Giter VIP home page Giter VIP logo

ssg's Introduction

SSG : Satellite System Graph For Approximate Nearest Neighbor Search

SSG is a graph-based approximate nearest neighbor search (ANNS) algorithm. It provides a flexible and efficient solution for the metric-free large-scale ANNS on dense real vectors. It implements the algorithm of our paper: Satellite System Graph: Towards the Efficiency Up-Boundary of Graph-Based Approximate Nearest Neighbor Search

Benchmark datasets

Data set Download dimension nb base vectors nb query vectors original website
SIFT1M original website 128 1,000,000 10,000 original website
GIST1M original website 128 1,000,000 1,000 original website
Crawl crawl.tar.gz (1.7GB) 300 1,989,995 10,000 original website
GloVe-100 glove-100.tar.gz (424MB) 100 1,183,514 10,000 original website
Deep100M deep100m.tar.gz* (34GB) 96 100,000,000 10,000 original website
  • For Deep100M we will provide the download link upon request

ANNS performance

The performance was tested without parallelism. Among all the graph-based algorithms, NSG and SSG has the smallest index size.

Performance

Compared Algorithms:

Tree-based

Quantization-based

Graph-based

Please see our NSG paper for the performance of other graph-based algorithms - FANNG.

How to use

Compile

  • Prerequisite : openmp, cmake, boost
  • Compile:
    1. Go to the root directory of faiss, it's under the directory of extern_libraries aside of ours.
    2. Execute the following commands:
$ cd /path/to/project
$ mkdir -p build && cd build
$ cmake .. && make -j

Building SSG Index

The main interfaces and classes have its respective test codes under directory tests/.
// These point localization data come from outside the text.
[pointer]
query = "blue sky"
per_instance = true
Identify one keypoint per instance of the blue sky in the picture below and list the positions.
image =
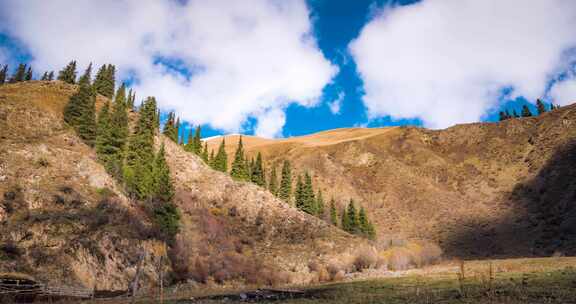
(357, 72)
Please follow the instructions below to build the SSG index.

a) Build a kNN graph

Firstly, we need to prepare a kNN graph.

We suggest you use our efanna_graph to build this kNN graph. But you can also use any alternatives you like, such as KGraph or faiss.

b) Convert the kNN graph to an SSG

For example:

$ cd /path/to/project/build/tests/
$ ./test_ssg_index data_path knn_graph_path L R Angle ssg_path
  • data_path is the path of the origin data.
  • knn_graph_path is the path of the pre-built kNN graph.
  • L controls the quality of the NSG, the larger the better, L > R.
  • R controls the index size of the graph, the best R is related to the intrinsic dimension of the dataset.
  • Angle controls the angle between two edges.
  • ssg_path is the path where the result SSG stored.

Approximate Nearest Neighbor Search using SSG

For example:

$ cd /path/to/project/build/tests/
$ ./test_ssg_optimized_search data_path query_path ssg_path search_L search_K result_path [random_seed]
  • data_path is the path of the origin data.
  • query_path is the path of the query data.
  • ssg_path is the path of the pre-built SSG.
  • search_L controls the quality of the search results, the larger the better but slower (must larger than search_K).
  • search_K controls the number of neighbors we want to find.
  • result_path is the path of the result neighbors.
  • random_seed (optional) is the random seed.

NOTE: For now, we only provide interface for search for only one query at a time, and test the performance with single thread.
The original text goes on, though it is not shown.